Enter a young doctor named Paige Marshall (Macdonald), who takes an interest in Victor and his mother’s case, and eventually proposes a rather unorthodox treatment involving stem cell research that could help Ida regain her faculties. Victor has been trying to screw her since he met her, and is now confronted with the fact that he actually likes her and can’t perform when she tries to seduce him in an effort to conceive a child, from which she can extract the needed tissue. Denny on the other hand has made a breakthrough in his own recovery and begun dating a rather dim but sweet stripper named Cherry Daquiri , nee Beth (Jacobs), which throws Victor into more turmoil as his web of debauchery seems to be snapping all around him.
Victor’s frequent visits to his mother in the hospital have also exposed him to all of the other mentally troubled people in the facility, who have approached him with their various problems, accusing him of this or that because they’ve mistaken him for someone from their past.
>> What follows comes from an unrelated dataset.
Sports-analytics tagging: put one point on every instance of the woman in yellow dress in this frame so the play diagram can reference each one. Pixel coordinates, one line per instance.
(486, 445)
Victor has finally started agreeing with them out of frustration, and at times apologizing for whatever wrong they’ve suffered, giving these damaged folks closure on their lives, a move which will return to haunt him later, as no good deed goes unpunished.
Victor finally uses Denny to impersonate himself, and Ida buys it, speaking to Denny about his origins, all of which she recorded in her diary that’s in storage back at Victor’s house. Victor rushes home, only to find the diary written in Italian, his mother’s native language. Paige offers to translate, and what she tells him is thoroughly shocking, given the course of Victor’s life thus far, and he begins to really rebel against what he thinks is his destiny.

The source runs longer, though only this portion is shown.